Wiki documentation of apertium-ambiguous contains unclear sections

There are a number of unclear sections in the documentation of apertium-ambiguous on the wiki. Here is a list of the ones that I have found so far:

“This piece of code uses the segmenter to segment a corpus file and output the segmented sentences into a file. In kazSentenceTokenizer.rb, change the 2-letters code of the source language to the language desired. Here "kk" is code for Kazakh.”
- Where do we put this file?
- Does this format work for other languages?
- When do we ever use this file?
“For training, you should run these steps:”
- Where did text.arpa come from?
- Where do we run these commands?
- What is the “subdirectory script”?
“Python scripts (exampleken1, kenlm.pyx, genalltra.py) used to score sentences can be found living here https://github.com/sevilaybayatli/apertium-ambiguous/tree/master/scripts.
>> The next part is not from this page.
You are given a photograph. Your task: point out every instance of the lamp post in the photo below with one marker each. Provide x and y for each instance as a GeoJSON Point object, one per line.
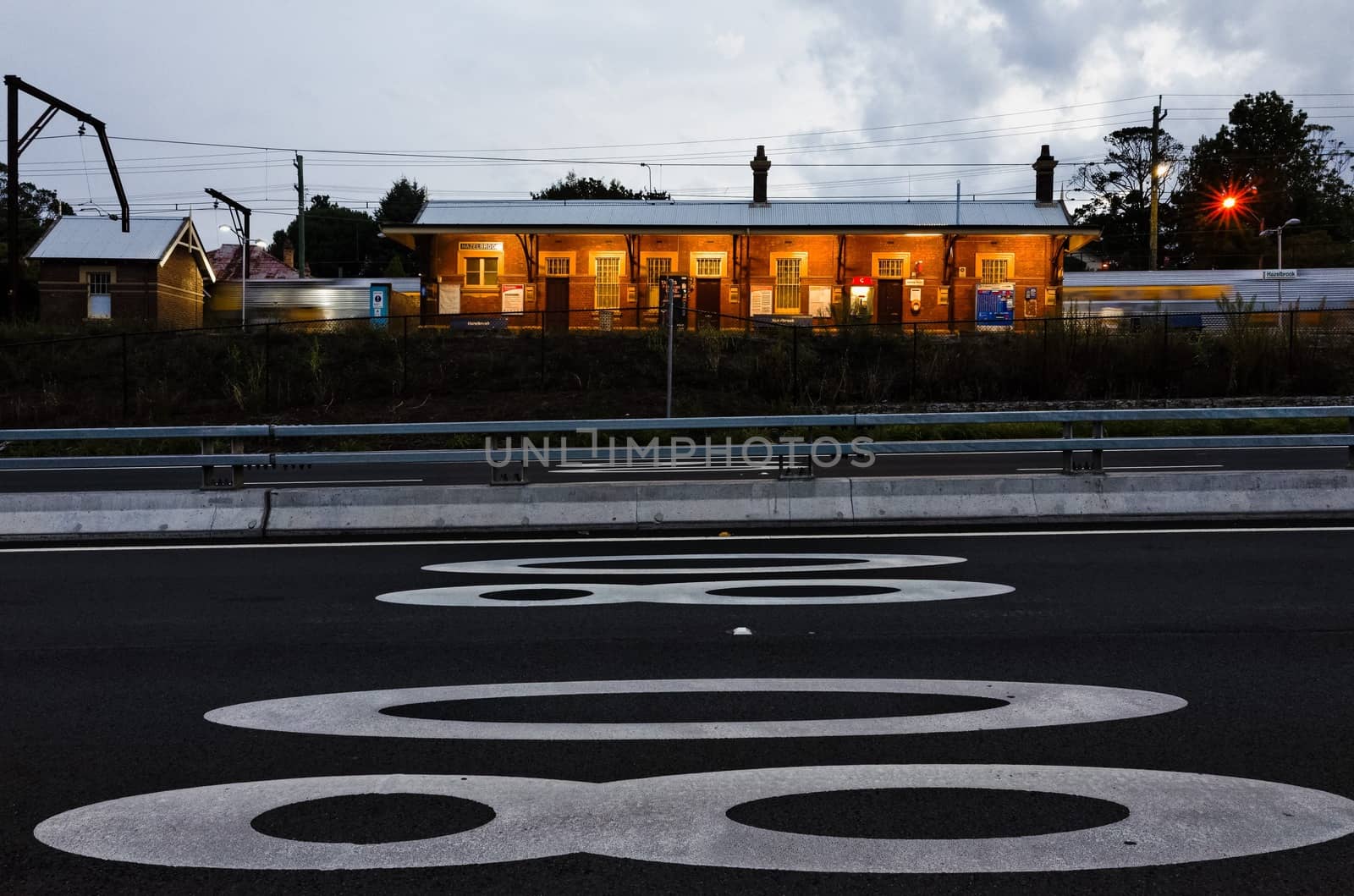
{"type": "Point", "coordinates": [237, 214]}
{"type": "Point", "coordinates": [245, 245]}
{"type": "Point", "coordinates": [1279, 232]}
These scripts automatically do their functions.”
- Do we need to download these scripts?
- How do they do their functions?
- What are their functions
- Where do they go?
“The next step is downloading and compiling yasmet by doing the following:”
- Which directory do we download it into?
- Do we just copy the code into a new file, or do we need additional files?
“Change the language pair file name to the pair desired in the paths of apertium tools (biltrans, lextor, interchunk, postchunk, transfer) in the file CLExec.cpp”
- Where in the code do we change this?
- Where do we find this file?
- What is the language pair file?

“This piece of code uses the segmenter to segment a corpus file and output the segmented sentences into a file. In kazSentenceTokenizer.rb, change the 2-letters code of the source language to the language desired. Here "kk" is code for Kazakh.”

Where do we put this file? Yor are going to install it in home directory.
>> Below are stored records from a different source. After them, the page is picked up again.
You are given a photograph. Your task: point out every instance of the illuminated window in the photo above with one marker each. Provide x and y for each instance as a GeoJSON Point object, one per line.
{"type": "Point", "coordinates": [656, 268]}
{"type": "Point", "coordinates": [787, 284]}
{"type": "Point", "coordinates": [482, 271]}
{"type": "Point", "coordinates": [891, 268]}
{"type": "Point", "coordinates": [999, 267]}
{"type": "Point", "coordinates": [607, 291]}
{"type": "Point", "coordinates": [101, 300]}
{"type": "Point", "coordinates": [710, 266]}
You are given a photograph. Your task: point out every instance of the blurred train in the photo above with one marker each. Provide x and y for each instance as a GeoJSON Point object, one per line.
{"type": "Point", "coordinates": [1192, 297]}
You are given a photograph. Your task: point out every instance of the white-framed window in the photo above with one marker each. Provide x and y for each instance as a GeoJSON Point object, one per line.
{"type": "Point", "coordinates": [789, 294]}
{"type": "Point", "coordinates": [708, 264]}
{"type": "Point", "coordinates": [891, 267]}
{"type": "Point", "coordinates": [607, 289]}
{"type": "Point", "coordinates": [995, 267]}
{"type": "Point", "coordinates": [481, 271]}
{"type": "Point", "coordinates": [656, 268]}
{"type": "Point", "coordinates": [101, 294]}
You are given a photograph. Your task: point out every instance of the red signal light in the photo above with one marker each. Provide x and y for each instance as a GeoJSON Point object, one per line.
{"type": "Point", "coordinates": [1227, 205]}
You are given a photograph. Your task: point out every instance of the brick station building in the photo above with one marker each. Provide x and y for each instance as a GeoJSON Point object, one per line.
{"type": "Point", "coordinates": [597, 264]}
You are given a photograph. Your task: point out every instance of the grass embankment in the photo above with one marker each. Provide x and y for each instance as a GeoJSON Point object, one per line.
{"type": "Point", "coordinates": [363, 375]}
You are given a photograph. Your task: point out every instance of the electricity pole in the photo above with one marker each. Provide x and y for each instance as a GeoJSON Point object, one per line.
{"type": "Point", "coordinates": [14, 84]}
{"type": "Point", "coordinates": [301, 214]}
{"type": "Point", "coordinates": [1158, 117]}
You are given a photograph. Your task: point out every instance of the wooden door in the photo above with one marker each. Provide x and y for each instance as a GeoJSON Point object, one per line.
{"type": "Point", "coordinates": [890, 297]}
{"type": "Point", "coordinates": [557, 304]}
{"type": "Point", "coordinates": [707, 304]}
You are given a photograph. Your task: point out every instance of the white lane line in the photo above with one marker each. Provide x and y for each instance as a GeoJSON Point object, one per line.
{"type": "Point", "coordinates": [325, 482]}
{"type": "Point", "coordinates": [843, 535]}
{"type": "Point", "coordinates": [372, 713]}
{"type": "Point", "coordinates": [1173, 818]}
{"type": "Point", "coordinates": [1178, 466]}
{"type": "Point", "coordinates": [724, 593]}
Does this format work for other languages? this segmenter for Kazakh, and you can check segmenter site to see for which languages working.

When do we ever use this file? This program using to segments source language sentences, either use this program or use your own code for segment the sentences.

“For training, you should run these steps:”

Where did text.arpa come from? Where do we run these commands? For understanding what all of these you need read https://kheafield.com/code/kenlm/

What is the “subdirectory script”? subdirectory scripts inside apertium-ambiguous repository , you have to add our binary file that obtained inside scripts directory.

“Python scripts (exampleken1, kenlm.pyx, genalltra.py) used to score sentences can be found living here https://github.com/sevilaybayatli/apertium-ambiguous/tree/master/scripts. These scripts automatically do their functions.” Do we need to download these scripts? These scripts already inside apertium-ambiguous/scripts directory you dont need to download them.

How do they do their functions? that means you dont need download or write them, and their function is scoring Target sentences and normalizing them

Where do they go? in file CLExec.cpp there is path of them.

“The next step is downloading and compiling yasmet by doing the following:” Which directory do we download it into? You have to download it into home directory. Do we just copy the code into a new file, or do we need additional files? just copy file and then compile it.

“Change the language pair file name to the pair desired in the paths of apertium tools (biltrans, lextor, interchunk, postchunk, transfer) in the file CLExec.cpp”

Where in the code do we change this? in the file CLExec.cpp you need change this paths to your own language pair paths.

What is the language pair file? this file your language pair file like apertium-kaz-tur or apertium-eng-kaz..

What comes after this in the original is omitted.